Dynamic or shifting workloads may benefit from preliminary
index structures
focused on the columns and specific key ranges actually queried ---
without incurring the cost of full index construction.
The costs and benefits of adaptive indexing techniques
should therefore be compared in terms of initialization costs,
the overhead imposed upon queries, and the rate at which
the index converges to a state that is fully-refined
for a particular workload component.
Based on an examination of database cracking and adaptive merging,
which are two techniques for adaptive indexing,
we seek a hybrid technique that has a low initialization cost
and also converges rapidly.
We find the strengths and weaknesses of database cracking and
adaptive merging complementary.
One has a relatively high initialization cost but converges rapidly.

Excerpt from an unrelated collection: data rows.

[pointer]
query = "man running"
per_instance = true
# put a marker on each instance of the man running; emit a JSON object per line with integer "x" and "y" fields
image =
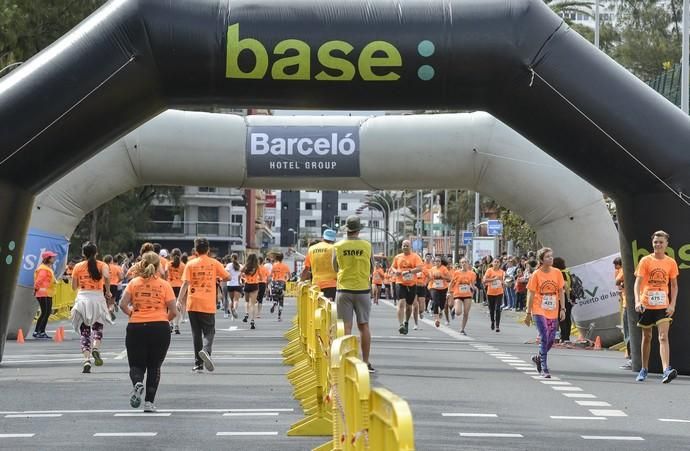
{"x": 353, "y": 260}
{"x": 655, "y": 303}
{"x": 318, "y": 266}
{"x": 198, "y": 296}
{"x": 405, "y": 267}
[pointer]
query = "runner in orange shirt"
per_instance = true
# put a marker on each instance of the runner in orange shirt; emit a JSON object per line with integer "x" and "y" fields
{"x": 656, "y": 303}
{"x": 149, "y": 302}
{"x": 405, "y": 267}
{"x": 462, "y": 290}
{"x": 175, "y": 271}
{"x": 377, "y": 279}
{"x": 545, "y": 305}
{"x": 493, "y": 281}
{"x": 280, "y": 273}
{"x": 198, "y": 296}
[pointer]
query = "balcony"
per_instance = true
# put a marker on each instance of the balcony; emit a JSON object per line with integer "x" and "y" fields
{"x": 188, "y": 229}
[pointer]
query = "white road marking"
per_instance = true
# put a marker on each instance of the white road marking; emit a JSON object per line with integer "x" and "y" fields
{"x": 565, "y": 417}
{"x": 250, "y": 414}
{"x": 33, "y": 415}
{"x": 144, "y": 414}
{"x": 608, "y": 413}
{"x": 480, "y": 415}
{"x": 611, "y": 437}
{"x": 579, "y": 395}
{"x": 245, "y": 433}
{"x": 593, "y": 403}
{"x": 486, "y": 434}
{"x": 125, "y": 434}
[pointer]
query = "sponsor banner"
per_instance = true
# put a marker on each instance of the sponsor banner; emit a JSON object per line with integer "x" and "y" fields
{"x": 38, "y": 241}
{"x": 302, "y": 151}
{"x": 597, "y": 295}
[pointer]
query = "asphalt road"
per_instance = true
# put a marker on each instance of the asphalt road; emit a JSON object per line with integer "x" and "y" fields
{"x": 473, "y": 392}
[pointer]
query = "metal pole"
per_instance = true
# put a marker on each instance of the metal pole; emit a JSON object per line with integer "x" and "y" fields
{"x": 596, "y": 23}
{"x": 684, "y": 78}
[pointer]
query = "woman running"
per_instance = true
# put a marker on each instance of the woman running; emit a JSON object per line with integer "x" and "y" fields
{"x": 462, "y": 289}
{"x": 251, "y": 274}
{"x": 149, "y": 301}
{"x": 234, "y": 284}
{"x": 44, "y": 290}
{"x": 439, "y": 278}
{"x": 175, "y": 271}
{"x": 493, "y": 281}
{"x": 545, "y": 306}
{"x": 91, "y": 280}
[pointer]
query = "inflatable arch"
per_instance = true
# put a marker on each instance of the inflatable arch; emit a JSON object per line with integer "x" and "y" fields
{"x": 470, "y": 151}
{"x": 515, "y": 59}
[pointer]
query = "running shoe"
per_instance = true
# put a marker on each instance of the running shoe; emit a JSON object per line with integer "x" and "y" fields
{"x": 149, "y": 407}
{"x": 208, "y": 363}
{"x": 537, "y": 361}
{"x": 97, "y": 357}
{"x": 669, "y": 375}
{"x": 135, "y": 396}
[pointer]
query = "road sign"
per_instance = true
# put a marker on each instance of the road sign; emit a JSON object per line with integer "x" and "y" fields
{"x": 494, "y": 227}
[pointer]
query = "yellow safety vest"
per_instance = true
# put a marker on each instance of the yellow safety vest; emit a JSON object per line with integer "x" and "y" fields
{"x": 354, "y": 265}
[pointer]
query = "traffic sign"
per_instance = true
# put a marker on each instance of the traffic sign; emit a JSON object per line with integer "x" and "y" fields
{"x": 494, "y": 227}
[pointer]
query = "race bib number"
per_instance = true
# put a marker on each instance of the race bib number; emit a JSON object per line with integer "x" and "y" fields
{"x": 656, "y": 297}
{"x": 548, "y": 302}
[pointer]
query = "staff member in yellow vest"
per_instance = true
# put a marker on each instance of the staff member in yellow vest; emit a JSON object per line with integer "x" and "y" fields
{"x": 354, "y": 263}
{"x": 44, "y": 290}
{"x": 318, "y": 266}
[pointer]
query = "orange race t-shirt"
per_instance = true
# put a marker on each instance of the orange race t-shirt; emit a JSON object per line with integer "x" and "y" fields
{"x": 462, "y": 283}
{"x": 175, "y": 274}
{"x": 377, "y": 276}
{"x": 201, "y": 273}
{"x": 547, "y": 287}
{"x": 280, "y": 272}
{"x": 84, "y": 280}
{"x": 403, "y": 262}
{"x": 436, "y": 277}
{"x": 115, "y": 273}
{"x": 656, "y": 275}
{"x": 495, "y": 287}
{"x": 149, "y": 298}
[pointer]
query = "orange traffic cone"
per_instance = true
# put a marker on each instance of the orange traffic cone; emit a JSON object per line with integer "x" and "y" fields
{"x": 597, "y": 343}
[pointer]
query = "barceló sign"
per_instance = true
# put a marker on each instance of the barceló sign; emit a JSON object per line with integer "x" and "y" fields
{"x": 302, "y": 151}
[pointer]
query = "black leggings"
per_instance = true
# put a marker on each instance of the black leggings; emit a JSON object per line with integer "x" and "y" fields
{"x": 46, "y": 305}
{"x": 495, "y": 304}
{"x": 147, "y": 344}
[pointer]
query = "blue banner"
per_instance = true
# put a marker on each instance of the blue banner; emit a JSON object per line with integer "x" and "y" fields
{"x": 38, "y": 241}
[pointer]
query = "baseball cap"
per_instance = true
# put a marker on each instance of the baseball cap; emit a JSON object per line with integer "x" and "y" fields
{"x": 353, "y": 224}
{"x": 46, "y": 254}
{"x": 329, "y": 235}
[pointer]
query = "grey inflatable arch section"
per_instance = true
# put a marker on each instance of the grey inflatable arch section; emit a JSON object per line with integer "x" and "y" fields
{"x": 469, "y": 151}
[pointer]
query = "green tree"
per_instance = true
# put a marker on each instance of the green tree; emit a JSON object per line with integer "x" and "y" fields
{"x": 29, "y": 26}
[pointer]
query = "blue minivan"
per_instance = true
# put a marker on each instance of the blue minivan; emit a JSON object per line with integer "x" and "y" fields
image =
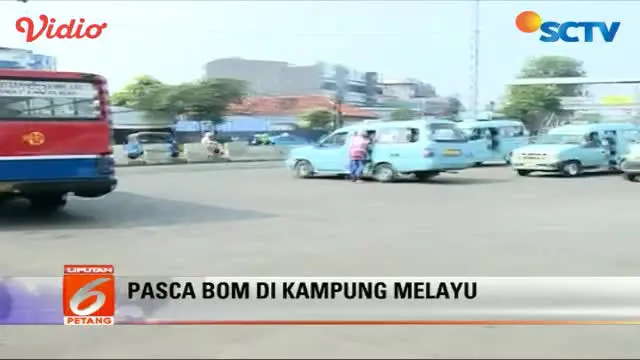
{"x": 424, "y": 148}
{"x": 574, "y": 149}
{"x": 494, "y": 140}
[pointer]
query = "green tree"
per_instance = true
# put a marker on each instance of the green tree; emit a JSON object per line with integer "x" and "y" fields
{"x": 317, "y": 119}
{"x": 135, "y": 91}
{"x": 401, "y": 114}
{"x": 199, "y": 100}
{"x": 532, "y": 103}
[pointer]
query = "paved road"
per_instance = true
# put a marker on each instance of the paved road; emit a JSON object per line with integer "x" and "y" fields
{"x": 199, "y": 220}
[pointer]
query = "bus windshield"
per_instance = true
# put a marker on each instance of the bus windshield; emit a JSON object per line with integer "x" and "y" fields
{"x": 443, "y": 132}
{"x": 48, "y": 100}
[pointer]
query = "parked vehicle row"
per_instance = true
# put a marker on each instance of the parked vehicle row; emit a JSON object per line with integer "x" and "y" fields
{"x": 428, "y": 147}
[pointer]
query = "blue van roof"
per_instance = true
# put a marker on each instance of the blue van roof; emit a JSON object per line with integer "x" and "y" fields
{"x": 580, "y": 129}
{"x": 489, "y": 123}
{"x": 417, "y": 123}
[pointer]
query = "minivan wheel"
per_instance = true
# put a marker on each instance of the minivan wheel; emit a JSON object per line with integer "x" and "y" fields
{"x": 303, "y": 169}
{"x": 426, "y": 175}
{"x": 384, "y": 173}
{"x": 572, "y": 168}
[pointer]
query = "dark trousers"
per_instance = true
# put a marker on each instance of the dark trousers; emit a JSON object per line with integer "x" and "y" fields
{"x": 356, "y": 167}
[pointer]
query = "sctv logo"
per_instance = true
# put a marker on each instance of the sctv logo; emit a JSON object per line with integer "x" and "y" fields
{"x": 570, "y": 31}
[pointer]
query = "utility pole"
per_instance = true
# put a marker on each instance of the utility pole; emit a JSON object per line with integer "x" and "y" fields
{"x": 338, "y": 110}
{"x": 475, "y": 61}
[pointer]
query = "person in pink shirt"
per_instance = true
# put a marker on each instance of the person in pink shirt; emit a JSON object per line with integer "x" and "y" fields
{"x": 358, "y": 155}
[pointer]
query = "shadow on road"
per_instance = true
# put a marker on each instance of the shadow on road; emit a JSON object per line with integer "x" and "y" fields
{"x": 585, "y": 175}
{"x": 120, "y": 210}
{"x": 438, "y": 180}
{"x": 457, "y": 180}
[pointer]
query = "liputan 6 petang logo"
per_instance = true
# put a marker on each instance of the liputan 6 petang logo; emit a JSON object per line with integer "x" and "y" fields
{"x": 88, "y": 295}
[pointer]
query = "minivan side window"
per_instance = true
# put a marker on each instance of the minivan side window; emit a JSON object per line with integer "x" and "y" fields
{"x": 337, "y": 139}
{"x": 512, "y": 131}
{"x": 477, "y": 134}
{"x": 397, "y": 136}
{"x": 631, "y": 135}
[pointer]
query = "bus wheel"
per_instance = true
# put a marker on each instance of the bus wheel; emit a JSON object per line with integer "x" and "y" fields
{"x": 47, "y": 203}
{"x": 384, "y": 173}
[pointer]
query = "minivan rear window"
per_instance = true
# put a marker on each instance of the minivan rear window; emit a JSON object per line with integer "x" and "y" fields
{"x": 443, "y": 132}
{"x": 47, "y": 100}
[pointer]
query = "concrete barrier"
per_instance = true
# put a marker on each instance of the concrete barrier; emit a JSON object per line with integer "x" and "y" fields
{"x": 198, "y": 153}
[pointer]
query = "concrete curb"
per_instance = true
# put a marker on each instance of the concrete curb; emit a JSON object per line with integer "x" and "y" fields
{"x": 200, "y": 162}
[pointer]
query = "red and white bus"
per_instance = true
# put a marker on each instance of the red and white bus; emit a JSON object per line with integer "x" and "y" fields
{"x": 55, "y": 137}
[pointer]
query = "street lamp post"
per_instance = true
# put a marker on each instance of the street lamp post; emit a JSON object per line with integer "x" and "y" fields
{"x": 338, "y": 110}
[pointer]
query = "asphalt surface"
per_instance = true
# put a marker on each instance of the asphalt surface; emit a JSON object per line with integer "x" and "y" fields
{"x": 235, "y": 220}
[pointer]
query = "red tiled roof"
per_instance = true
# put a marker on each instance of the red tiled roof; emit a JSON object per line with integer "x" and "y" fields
{"x": 294, "y": 105}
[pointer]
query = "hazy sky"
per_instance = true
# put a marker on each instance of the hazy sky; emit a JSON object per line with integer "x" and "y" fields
{"x": 428, "y": 40}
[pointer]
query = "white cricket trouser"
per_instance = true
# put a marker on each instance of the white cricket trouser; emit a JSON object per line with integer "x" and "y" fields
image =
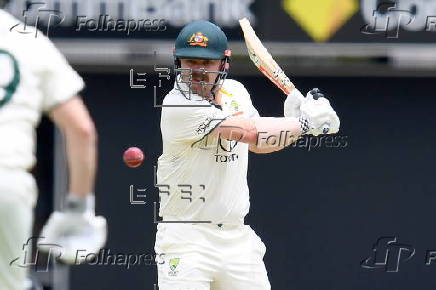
{"x": 208, "y": 257}
{"x": 17, "y": 198}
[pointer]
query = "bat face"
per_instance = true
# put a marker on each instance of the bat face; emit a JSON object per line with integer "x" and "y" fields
{"x": 263, "y": 60}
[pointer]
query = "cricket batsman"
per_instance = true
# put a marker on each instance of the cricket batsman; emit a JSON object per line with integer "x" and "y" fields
{"x": 34, "y": 79}
{"x": 208, "y": 125}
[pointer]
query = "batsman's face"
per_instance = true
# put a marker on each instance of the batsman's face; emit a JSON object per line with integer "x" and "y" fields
{"x": 198, "y": 75}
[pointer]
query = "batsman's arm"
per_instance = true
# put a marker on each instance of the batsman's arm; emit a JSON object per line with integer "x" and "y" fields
{"x": 263, "y": 134}
{"x": 74, "y": 121}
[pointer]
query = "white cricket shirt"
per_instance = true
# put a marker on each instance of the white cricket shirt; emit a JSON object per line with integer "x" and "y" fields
{"x": 201, "y": 178}
{"x": 34, "y": 77}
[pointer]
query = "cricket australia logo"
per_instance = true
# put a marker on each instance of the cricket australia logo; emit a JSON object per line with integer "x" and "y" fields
{"x": 174, "y": 262}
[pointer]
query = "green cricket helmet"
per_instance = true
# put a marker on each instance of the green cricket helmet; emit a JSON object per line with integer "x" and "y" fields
{"x": 201, "y": 40}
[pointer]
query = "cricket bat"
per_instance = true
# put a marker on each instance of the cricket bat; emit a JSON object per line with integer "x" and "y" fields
{"x": 263, "y": 59}
{"x": 265, "y": 63}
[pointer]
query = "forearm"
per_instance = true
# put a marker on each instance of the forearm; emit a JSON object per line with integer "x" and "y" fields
{"x": 263, "y": 134}
{"x": 275, "y": 134}
{"x": 76, "y": 124}
{"x": 81, "y": 155}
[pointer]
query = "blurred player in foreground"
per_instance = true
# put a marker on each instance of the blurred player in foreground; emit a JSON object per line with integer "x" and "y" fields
{"x": 208, "y": 125}
{"x": 35, "y": 78}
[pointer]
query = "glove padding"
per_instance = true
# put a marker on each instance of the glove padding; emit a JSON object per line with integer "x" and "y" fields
{"x": 318, "y": 115}
{"x": 292, "y": 104}
{"x": 77, "y": 232}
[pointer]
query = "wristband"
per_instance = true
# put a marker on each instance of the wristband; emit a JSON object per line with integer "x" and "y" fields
{"x": 80, "y": 204}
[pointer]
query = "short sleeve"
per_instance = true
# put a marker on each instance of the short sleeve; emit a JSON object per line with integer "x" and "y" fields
{"x": 59, "y": 81}
{"x": 251, "y": 111}
{"x": 190, "y": 124}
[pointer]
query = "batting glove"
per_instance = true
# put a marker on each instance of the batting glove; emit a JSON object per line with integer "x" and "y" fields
{"x": 292, "y": 104}
{"x": 76, "y": 230}
{"x": 317, "y": 115}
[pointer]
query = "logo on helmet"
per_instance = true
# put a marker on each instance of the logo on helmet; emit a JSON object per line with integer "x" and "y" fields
{"x": 198, "y": 39}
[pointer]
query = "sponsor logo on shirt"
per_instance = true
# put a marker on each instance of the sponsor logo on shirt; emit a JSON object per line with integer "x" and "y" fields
{"x": 174, "y": 262}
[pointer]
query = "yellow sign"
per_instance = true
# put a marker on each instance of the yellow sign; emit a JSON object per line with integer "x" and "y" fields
{"x": 321, "y": 18}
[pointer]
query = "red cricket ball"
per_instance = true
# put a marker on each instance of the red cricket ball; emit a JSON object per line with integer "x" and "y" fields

The other has a low initialization cost but converges relatively slowly.
We analyze the sources of their respective strengths and
explore the space of hybrid techniques.
We have designed and implemented a family of hybrid algorithms
in the context of a column-store database system.
Our experiments compare their behavior against
database cracking and adaptive merging, as well as against
both traditional full index lookup and scan of unordered data.
We show that the new hybrids significantly improve over
past methods while at least two of the hybrids
come very close to the ``ideal performance''
in terms of both overhead per query and convergence to a final state.